Rientrata in Russia, Julia torna all’università. Allieva ed amica di Vladimir Propp, docente di filologia germanica, si laurea in Lingue. Dopo il lavoro alla Tass, nel ‘44 viene arrestata e condannata a tre anni di lavoro penale. L’accusa? Come traduttrice in giro per il mondo avrebbe potuto tradire il proprio Paese. Nonostante sia la moglie del generale sovietico Aleksandr Dobrovolskij, finisce prima alla Lubianka e poi nel lager di Chovino. Con l’amnistia di Stalin, la riabilitazione. E l’insegnamento universitario, le traduzioni dei libri di Sciascia, Moravia, Parise, Rodari, le visite con la Callas, Guttuso, Abbado, Grassi, Manzù, Gregotti, Brandi, Squarzina, Nono, Cacciari. Dopo Budapest e Praga, Julia decide di lasciare l’Urss e di venire in Italia. Guttuso non approva la scelta dell’amica («traditrice della patria comunista») e da quel momento interrompe qualsiasi rapporto.

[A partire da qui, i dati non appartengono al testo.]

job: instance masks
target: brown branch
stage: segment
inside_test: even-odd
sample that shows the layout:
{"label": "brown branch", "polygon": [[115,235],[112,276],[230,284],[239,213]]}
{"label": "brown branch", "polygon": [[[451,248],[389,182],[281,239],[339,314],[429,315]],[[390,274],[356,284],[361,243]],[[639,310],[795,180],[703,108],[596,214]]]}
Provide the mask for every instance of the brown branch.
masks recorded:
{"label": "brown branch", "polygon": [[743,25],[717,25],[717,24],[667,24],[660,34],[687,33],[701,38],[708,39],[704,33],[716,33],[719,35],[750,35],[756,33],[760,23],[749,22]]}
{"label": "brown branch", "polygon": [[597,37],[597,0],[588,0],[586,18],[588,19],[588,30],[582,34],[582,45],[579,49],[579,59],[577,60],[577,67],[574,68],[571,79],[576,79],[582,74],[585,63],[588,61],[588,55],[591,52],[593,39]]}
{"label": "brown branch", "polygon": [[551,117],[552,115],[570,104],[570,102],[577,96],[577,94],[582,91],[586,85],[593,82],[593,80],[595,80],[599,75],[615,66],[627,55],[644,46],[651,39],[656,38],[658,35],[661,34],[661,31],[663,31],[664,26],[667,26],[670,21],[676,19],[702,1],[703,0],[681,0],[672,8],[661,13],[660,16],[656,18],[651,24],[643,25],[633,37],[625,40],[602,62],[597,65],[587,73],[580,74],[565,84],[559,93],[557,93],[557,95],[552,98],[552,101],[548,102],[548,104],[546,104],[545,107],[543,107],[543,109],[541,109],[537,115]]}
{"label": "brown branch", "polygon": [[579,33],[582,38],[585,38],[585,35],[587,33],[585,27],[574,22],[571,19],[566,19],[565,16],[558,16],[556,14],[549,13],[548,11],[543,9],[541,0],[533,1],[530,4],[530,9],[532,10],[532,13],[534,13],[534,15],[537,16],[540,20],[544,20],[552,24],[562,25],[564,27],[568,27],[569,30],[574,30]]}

Viveva a Milano da 34 anni. Nel capoluogo lombardo era approdata nell’82.
In Italia, Julia insegna russo nelle università di Trento, Trieste, Venezia e Milano (l’ultima lezione, nel 2003, alla Statale, a 86 anni), scrive 7 manuali e il Grande dizionario russo-italiano italiano-russo (Hoepli, 2001), cura i libri di Nina Berberova, Jakov Rapoport, Evgenij Gnedin, Lev Razgon. Nonostante vent’anni di docenza negli atenei (incarichi annuali rinnovati), non le era mai stata riconosciuta una pensione. L’unico aiuto le era venuto dalla legge «Bacchelli». La scrittrice ha continuato a lavorare senza sosta sino a qualche giorno prima di morire. L’ultimo scritto — ancora inedito — è la prefazione a Rivolta , il libro di Rino Tringale sulla Rivoluzione russa, che uscirà in febbraio prossimo dalla Se, in occasione del centenario.
Nel 2006, in Russia e in Italia erano uscite le sue memorie, Post scriptum , ristampate — e aggiornate — lo scorso anno. Emblematico del suo modo di essere è di vivere è il ricordo del suo trasferimento al Policlinico di Milano in un momento in cui il cuore sembrava avesse ceduto definitivamente. «Se la sanità milanese è al top, il chirurgo che mi operò — Pietro Broglia, un dottore pasciuto e avanti con gli anni — è un’eccellenza nel suo campo, un vero fuoriclasse (…). Bofonchiava: “Sono vecchie queste arterie, non vanno. Dovremo rimandare”. “No, dottore, ne cerchi un’altra. Saprò sopportare”. Il dolore in realtà era atroce, ma in quel momento non fu una preghiera a uscirmi dalle labbra, bensì un sonetto: “Tanto e gentile e tanto onesta/ pare la donna mia/ quand’ella altrui saluta…”. Delizioso e strabiliante fu che Broglia proseguì con me: “C’ogne lingua devén tremando muta…” e che subito dopo, anche la dottoressa con la frangetta brizzolata, con gli occhi incollati al monitor, si unì a noi. Dopo quasi tre ore di ricerche, il povero, sudatissimo Esculapio (parola che Cechov tanto amava) stanò la vena adatta e il pacemaker fu messo a dimora sotto la clavicola sinistra».